# Bus from Albany Amtrak to airport?



## Barb Stout (Mar 13, 2019)

Inexperienced Amtraker here.  I'm confused by the choices for stopping in Albany NY when choosing routes on-line.  It looks like there 3 stops in the Albany area, one in Schenectady, the other at "Albany-Rensselaer, and another at the Albany airport.  We are traveling to Albany by train, but then have to get a shuttle from the Albany airport to get to a place in the Adirondacks.  Are there buses associated with Amtrak that go between the Amtrak station and the airport in Albany?  If so, do they operate from both Schenectady and Albany-Rensselaer?


----------



## OnlyMe (Mar 13, 2019)

No, Amtrak does not offer shuttle service to the airport from either Schenectady or Albany-Rensselaer.

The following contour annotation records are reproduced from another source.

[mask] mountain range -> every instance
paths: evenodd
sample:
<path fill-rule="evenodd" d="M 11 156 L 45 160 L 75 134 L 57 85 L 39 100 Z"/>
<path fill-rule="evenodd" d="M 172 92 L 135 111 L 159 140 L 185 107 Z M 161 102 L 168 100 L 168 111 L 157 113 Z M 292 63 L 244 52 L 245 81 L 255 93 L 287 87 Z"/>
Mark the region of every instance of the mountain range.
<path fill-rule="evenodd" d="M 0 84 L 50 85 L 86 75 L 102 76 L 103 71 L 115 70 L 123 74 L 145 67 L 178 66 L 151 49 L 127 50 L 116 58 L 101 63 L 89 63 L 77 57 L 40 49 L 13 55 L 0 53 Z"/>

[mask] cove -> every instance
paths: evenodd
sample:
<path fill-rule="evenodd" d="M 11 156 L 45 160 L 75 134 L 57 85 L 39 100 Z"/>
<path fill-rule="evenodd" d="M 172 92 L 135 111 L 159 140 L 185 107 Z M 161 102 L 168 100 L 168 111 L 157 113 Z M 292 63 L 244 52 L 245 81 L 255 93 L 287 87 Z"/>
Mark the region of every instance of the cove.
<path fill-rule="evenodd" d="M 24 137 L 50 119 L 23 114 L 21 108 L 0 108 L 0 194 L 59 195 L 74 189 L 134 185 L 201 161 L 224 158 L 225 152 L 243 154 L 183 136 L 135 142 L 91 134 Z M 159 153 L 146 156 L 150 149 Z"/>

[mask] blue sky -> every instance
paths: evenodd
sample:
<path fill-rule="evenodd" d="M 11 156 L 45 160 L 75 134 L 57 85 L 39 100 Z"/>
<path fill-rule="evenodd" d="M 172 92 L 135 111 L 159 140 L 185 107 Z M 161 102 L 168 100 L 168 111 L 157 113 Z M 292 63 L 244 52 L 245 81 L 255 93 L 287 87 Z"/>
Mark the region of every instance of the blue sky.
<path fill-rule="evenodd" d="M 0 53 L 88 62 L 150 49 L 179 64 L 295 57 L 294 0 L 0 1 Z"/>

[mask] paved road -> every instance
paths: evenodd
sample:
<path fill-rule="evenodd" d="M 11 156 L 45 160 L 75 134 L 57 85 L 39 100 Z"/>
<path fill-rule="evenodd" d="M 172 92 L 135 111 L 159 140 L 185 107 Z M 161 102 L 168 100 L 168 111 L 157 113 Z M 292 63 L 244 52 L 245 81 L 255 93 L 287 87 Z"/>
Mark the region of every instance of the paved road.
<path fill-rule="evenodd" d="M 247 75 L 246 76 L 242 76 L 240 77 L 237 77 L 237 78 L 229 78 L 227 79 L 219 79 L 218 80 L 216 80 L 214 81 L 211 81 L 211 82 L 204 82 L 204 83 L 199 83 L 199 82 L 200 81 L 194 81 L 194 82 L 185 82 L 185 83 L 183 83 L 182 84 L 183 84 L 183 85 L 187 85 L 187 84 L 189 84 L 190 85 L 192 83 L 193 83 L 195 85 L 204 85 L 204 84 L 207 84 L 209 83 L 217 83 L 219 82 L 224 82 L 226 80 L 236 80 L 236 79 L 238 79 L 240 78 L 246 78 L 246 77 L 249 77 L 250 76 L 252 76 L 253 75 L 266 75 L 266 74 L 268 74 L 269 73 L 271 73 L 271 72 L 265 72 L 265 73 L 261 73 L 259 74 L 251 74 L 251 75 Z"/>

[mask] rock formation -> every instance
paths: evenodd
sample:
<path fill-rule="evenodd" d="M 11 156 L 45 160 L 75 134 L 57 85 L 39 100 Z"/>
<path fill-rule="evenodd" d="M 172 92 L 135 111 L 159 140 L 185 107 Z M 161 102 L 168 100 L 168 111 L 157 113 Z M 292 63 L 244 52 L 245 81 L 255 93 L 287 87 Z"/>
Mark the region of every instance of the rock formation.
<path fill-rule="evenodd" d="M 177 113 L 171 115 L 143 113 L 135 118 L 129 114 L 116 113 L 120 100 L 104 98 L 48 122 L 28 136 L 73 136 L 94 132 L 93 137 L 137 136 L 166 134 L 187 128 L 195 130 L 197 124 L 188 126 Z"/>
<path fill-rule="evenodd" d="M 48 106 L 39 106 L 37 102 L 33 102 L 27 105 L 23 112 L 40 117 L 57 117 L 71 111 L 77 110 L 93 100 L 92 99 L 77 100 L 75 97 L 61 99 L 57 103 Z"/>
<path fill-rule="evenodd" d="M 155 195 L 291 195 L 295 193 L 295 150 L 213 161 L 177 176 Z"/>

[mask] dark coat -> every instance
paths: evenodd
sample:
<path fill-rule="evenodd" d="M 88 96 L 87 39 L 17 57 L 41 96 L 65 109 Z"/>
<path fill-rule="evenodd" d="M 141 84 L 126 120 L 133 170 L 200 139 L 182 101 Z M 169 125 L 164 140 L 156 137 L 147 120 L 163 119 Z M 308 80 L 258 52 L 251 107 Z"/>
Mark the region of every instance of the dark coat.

From Schenectady, suggestion is to take a taxi.

From Albany-Rensselaer, you could either catch a cab or catch the city bus (cdta) but I am unfamiliar with their routes and schedules.  

Edit: There is also something called the Vermont Shires Connector that seems to run from the station to the airport as well. (from Albany-Rensselaer)


----------



## cpotisch (Mar 13, 2019)

Does Amtrak run any service to Albany Airport? If not, why does it count as a “stop”?


----------



## PVD (Mar 13, 2019)

I use Amtrak to travel to my NYS AHA meetings all the time, and Albany presents the greatest challenge, since we usually use a hotel up by the airport. I usually end up driving. It is generally either expensive or very inconvenient and/or drawn out. I managed some seminars at the OTC in Lake Placid, and they do van runs to the airport,  I had to convince attendees to fly in or drive directly, even if they liked the train. Always bothered me.


----------



## Barb Stout (Mar 13, 2019)

Thanks muchly.  Is there a place to suggest to Amtrak on-line to not list places as stops when they are not actual stops?  I noticed that there are several "stops" in some places that now I have to doubt if they are actual stops.  I guess the inexperienced should always call Amtrak when there are multiple "stops" listed for a locale.


----------



## cpotisch (Mar 13, 2019)

Barb Stout said:


> Thanks muchly. Is there a place to suggest to Amtrak on-line to not list places as stops when they are not actual stops? I noticed that there are several "stops" in some places that now I have to doubt if they are actual stops. I guess the inexperienced should always call Amtrak when there are multiple "stops" listed for a locale.


Looks like there are actually two daily Thruway busses serving Albany airport (one in each direction). There is #6491 at 5:30 PM from the airport to Rensselaer connecting to the (westbound) LSL, and there is #6244 departing Rensselaer at 3:35 PM, connecting _from_ the eastbound LSL. Amtrak doesn’t just randomly list nonexistent stops.


----------



## Barb Stout (Mar 13, 2019)

Thruway buses are Amtrak buses or ...?  Glad to hear that Amtrak doesn't list nonexistent stops.


----------



## PVD (Mar 13, 2019)

Thruway connections may be be segments provided in conjunction with a bus company's regular runs, or a separate contracted service. It may also be a van/limo style connection in some cases.


----------



## Barb Stout (Mar 13, 2019)

Thanks everybody!


----------



## cpotisch (Mar 13, 2019)

Barb Stout said:


> Thruway buses are Amtrak buses or ...?  Glad to hear that Amtrak doesn't list nonexistent stops.


Thruway buses are Amtrak’s bus network, bridging the gaps in rail service. Amtrak sells the tickets, but the buses themselves are contracted out to separate operators. Most Thruway buses are exclusively for Amtrak passengers connecting to or from specific trains, and will always wait for passengers making connections (regardless of how late the train is). Some routes are served by buses that just happen to run to the right locations, which Amtrak sells some seats on. Greyhound is one of the main operators of Thruway buses, but there are many other smaller companies that do so, and this is why some routes are served by full size intercity buses, while others are served by vans or even minivans.


----------